Elektrik Mühendisleri Odası'dan Nükleer Uyarısı! "Türkiye'yi Rusya'ya Bağımlı Kılar"
Elektrik Mühendisleri Odası (EMO), nükleer enerjiye yönelik sert eleştirilerde bulundu. EMO, enerji tüketiminin artacağı ve arz güvenliğinin sadece nükleer santrallerle sağlanabileceği iddialarının artık geçerliliğini yitirdiğini belirtti. Yenilenebilir enerji üretim teknolojilerinin yaygınlaştığı bir dönemde, nükleer santrallerin hala gündemde olmasını eleştiren EMO, bu santrallerin akıl dışı ve çağdışı olduğunu vurguladı.
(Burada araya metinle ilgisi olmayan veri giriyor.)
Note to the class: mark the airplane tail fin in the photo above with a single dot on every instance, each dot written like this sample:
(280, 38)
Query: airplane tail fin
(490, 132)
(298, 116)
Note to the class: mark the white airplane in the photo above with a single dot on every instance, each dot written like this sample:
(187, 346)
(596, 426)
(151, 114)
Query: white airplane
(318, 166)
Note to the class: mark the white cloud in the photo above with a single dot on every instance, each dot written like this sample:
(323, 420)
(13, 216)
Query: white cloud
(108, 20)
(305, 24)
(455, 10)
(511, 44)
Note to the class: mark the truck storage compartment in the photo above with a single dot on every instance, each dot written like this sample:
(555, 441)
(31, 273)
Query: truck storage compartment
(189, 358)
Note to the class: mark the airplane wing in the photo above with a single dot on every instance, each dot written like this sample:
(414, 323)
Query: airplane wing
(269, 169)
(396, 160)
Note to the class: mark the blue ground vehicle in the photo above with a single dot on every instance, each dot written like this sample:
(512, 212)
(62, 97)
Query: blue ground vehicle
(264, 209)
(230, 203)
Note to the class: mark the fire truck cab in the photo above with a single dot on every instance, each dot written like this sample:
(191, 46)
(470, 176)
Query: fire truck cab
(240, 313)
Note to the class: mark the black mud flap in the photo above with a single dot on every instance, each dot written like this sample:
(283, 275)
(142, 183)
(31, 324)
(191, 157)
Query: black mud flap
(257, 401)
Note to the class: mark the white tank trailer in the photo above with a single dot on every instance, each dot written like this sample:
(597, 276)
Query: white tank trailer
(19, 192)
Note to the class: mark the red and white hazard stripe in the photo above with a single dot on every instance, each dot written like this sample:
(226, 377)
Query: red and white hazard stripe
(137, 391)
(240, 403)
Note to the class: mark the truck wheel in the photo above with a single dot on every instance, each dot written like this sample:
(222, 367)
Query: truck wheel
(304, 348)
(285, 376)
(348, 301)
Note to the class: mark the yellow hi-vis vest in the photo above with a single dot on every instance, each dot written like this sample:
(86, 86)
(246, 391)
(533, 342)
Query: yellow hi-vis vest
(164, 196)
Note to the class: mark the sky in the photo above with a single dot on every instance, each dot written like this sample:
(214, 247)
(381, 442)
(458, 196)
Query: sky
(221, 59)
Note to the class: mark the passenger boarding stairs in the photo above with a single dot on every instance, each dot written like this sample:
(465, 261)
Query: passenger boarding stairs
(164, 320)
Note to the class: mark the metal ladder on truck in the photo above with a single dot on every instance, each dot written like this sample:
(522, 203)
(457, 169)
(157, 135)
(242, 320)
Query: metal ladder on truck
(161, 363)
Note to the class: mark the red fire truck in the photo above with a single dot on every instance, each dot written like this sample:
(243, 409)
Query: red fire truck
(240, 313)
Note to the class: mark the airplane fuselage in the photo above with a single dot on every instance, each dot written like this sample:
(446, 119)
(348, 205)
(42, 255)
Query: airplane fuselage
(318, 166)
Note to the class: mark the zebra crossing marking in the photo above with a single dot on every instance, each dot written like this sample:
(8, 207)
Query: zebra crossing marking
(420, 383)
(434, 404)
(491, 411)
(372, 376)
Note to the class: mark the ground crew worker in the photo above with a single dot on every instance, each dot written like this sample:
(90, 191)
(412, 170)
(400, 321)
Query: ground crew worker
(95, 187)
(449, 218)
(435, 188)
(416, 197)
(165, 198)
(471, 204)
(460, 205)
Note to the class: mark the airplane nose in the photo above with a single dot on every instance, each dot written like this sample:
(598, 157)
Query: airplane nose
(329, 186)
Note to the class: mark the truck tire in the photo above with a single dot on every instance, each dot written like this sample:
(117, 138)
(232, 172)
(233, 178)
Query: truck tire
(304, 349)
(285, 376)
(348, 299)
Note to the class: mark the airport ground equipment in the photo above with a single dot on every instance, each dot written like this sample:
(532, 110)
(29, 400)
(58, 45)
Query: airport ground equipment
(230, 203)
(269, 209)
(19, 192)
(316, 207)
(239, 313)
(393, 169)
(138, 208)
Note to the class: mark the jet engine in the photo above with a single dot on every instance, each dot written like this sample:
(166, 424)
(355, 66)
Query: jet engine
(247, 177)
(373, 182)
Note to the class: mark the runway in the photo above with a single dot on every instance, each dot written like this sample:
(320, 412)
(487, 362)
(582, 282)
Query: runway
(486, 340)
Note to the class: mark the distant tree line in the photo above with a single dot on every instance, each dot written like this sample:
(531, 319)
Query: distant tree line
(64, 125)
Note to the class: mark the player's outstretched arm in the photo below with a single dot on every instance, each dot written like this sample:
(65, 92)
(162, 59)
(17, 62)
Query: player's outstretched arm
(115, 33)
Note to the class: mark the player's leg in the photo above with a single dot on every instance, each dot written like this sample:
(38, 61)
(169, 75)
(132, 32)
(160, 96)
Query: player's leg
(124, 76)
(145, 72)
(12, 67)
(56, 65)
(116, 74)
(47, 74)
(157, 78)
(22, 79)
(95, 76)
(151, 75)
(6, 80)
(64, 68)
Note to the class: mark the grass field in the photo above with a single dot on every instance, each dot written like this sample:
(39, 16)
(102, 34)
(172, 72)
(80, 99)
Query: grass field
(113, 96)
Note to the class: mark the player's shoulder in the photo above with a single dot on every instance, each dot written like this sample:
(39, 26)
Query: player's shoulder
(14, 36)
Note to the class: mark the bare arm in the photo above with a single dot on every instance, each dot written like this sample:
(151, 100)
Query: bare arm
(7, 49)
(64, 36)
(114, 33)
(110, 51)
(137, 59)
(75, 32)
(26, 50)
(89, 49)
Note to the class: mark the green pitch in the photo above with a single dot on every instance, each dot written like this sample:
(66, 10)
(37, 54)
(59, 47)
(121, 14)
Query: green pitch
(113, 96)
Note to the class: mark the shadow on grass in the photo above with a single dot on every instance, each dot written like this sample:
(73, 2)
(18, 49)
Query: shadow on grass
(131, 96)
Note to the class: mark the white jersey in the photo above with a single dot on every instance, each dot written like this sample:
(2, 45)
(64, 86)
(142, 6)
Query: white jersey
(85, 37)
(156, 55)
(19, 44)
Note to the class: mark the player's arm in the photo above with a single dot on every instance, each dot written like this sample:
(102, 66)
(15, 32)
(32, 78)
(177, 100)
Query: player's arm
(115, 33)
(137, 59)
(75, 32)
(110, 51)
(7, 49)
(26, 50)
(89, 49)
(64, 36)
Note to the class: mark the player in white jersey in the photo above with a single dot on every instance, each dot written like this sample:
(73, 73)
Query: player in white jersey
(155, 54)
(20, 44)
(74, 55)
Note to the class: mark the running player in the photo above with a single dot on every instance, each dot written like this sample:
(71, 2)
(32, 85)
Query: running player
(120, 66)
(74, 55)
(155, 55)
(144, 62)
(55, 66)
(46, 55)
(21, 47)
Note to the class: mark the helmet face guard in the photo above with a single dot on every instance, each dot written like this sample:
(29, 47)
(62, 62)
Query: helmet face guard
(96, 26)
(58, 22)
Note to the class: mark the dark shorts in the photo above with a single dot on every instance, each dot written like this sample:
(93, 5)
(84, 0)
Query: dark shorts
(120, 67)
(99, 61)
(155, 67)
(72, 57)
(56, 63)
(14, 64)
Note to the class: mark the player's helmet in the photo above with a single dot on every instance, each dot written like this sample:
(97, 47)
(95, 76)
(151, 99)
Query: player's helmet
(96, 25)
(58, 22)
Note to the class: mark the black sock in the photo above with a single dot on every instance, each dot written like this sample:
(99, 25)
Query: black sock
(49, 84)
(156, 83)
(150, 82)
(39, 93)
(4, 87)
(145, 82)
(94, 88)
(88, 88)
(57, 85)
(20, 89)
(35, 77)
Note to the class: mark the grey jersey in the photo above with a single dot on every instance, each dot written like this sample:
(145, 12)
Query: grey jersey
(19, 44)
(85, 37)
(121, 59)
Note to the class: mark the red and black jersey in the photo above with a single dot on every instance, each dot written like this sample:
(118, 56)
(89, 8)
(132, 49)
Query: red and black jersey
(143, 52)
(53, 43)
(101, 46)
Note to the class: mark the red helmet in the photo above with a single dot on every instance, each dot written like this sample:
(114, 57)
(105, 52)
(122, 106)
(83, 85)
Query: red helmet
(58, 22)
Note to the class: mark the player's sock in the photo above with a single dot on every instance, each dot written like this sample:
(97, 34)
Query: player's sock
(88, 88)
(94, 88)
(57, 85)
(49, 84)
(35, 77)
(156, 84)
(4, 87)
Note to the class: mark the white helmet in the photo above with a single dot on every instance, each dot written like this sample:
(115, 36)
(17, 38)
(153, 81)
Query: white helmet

"NÜKLEER TÜRKİYE'YE BİR KÜLFET"
EMO'nun açıklamasında, nükleer lobinin bu santralleri sera gazı salımını azaltmanın tek yoluymuş gibi sunduğu ve nükleer santral yatırımlarını arttırmaya çalıştığı ifade edildi. Ayrıca, küçük modüler santrallar (SMR) gibi yeni modellerle pazarlama stratejileri geliştirildiği ve 10. Nükleer Zirve'de Akkuyu'nun ardından yapılması planlanan projelerin tartışıldığı belirtildi.
"TÜRKİYE'Yİ RUSYA'YA BAĞIMLI KILAR"
Akkuyu Nükleer Güç Santrali'nin inşaatının devam ettiği ve birinci ünitesinin önümüzdeki yıl devreye gireceği propagandası yapılırken, Sinop'ta da bir santral kurulmasının planlandığı aktarıldı. EMO, Akkuyu'da üretilecek elektrik enerjisinin Türkiye'ye değil, Rusya ekonomisine fayda sağlayacağını ve Türkiye'ye bir külfet olacağını savundu. Rosatom’un Türkiye’deki faaliyetlerine izin verilmesinin ülkemizi doğrudan Rusya'ya bağımlı kılacağını belirtti.
AKKUYU'DAKİ RÜŞVET SKANDALI
Akkuyu Nükleer Anonim Şirketi'nde yolsuzluk iddialarıyla gündeme gelen üst düzey yönetici Gennady Sakharov'un rüşvetten tutuklanmasının inşaat çalışmalarına yönelik soru işaretlerini artırdığı kaydedildi. EMO, nükleer santrallerde tüm güvenlik önlemleri alınsa da risklerin tamamen ortadan kalkmadığını ve bu projelerin çevre düşmanı olduğunu belirtti.
"NÜKLEERİ SONLANDIRIN"
Son olarak, Türkiye'nin yüksek yenilenebilir enerji potansiyeline sahip olduğunu ve nükleer santrallere ihtiyacı olmadığını vurgulayan EMO, Akkuyu ve Sinop'taki nükleer çalışmaların sonlandırılması çağrısında bulundu.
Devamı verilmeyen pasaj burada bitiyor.